U.S. Attorney Melinda Haag commented on the matter:
“By these agreements, we demonstrate again that we will remain vigilant to ensure the security of and prevent the misuse of the financial markets. Ripple Labs Inc. and its wholly-owned subsidiary both have acknowledged that digital currency providers have an obligation not only to refrain from illegal activity, but also to ensure they are not profiting by creating products that allow would-be criminals to avoid detection. We hope that this sets an industry standard in the important new space of digital currency.”
Reports indicated the Ripple ignored know your customer requirements (KYC) when dealing with customers, most notably when the company sold $250,000 in XRP Roger Ver, who is also an investor in Ripple Labs. The FinCEN document outlined failure to file suspicious activity reports (SARs) despite being required to do so in multiple instances.

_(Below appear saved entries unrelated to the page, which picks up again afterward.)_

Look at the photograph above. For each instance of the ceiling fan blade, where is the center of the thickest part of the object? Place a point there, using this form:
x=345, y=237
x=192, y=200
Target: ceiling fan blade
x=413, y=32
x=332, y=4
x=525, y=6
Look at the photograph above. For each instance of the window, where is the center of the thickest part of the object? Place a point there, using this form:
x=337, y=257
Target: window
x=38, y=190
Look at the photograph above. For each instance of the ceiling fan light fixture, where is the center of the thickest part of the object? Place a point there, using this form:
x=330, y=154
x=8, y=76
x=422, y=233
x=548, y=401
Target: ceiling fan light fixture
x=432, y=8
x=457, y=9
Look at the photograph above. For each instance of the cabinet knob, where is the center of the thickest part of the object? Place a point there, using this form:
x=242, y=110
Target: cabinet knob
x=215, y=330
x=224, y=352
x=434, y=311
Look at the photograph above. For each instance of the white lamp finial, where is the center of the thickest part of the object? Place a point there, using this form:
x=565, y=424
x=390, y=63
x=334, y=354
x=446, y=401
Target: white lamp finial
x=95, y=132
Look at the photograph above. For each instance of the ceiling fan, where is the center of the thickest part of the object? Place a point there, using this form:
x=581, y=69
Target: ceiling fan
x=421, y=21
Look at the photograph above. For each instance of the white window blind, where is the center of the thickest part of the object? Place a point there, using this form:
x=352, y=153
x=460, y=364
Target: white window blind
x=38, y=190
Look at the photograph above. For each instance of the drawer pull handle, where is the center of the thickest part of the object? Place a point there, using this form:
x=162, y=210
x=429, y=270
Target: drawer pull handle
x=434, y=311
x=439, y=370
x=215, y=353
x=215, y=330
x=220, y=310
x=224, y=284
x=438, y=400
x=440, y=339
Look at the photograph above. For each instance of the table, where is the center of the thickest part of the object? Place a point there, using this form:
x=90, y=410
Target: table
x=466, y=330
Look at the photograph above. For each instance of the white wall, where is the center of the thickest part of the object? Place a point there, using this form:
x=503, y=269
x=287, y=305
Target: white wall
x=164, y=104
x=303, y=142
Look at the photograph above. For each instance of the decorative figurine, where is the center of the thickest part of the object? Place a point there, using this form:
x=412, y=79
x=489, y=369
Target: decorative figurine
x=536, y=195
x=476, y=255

FinCEN Director Jennifer Calvery said that these events should serve as a reminder that all US-based digital currency businesses must comply with AML regulations. She also stated:
“Innovation is laudable but only as long as it does not unreasonably expose our financial system to tech-smart criminals eager to abuse the latest and most complex products.”
Ripple Labs has agreed to resolve a criminal investigation in exchange for substantial remedial measures, part of which requires Ripple to migrate a portion of the virtual currency management to a separate legal entity.
The agreement also outlined modifications to the Ripple Protocol including:
- reporting regarding any counterparty using the Ripple protocol
- reporting as to the flow of funds within the Ripple protocol
- reporting regarding the degree of separation
Ripple spokesperson Monica Long stressed that the company does not believe it ‘willfully engaged’ in criminal behavior and instead saw the fines as the difficulties of running a business in an emerging field such as digital money. Long added:
“Ripple Labs was one of the first to proactively build out a compliance and risk program … Ripple is infrastructure technology for banks to build compliant payment networks. The settlement announced today does not impede our ability to execute on those bank integrations.”
The financial and legal penalties put forth by FinCEN deal a serious blow to the growth of Ripple’s virtual currency network. However, it is clear that financial enforcement agencies remain vigilant and this latest shakedown may prove a benchmark example of how government agencies are keeping a closer eye on the emerging virtual currency market.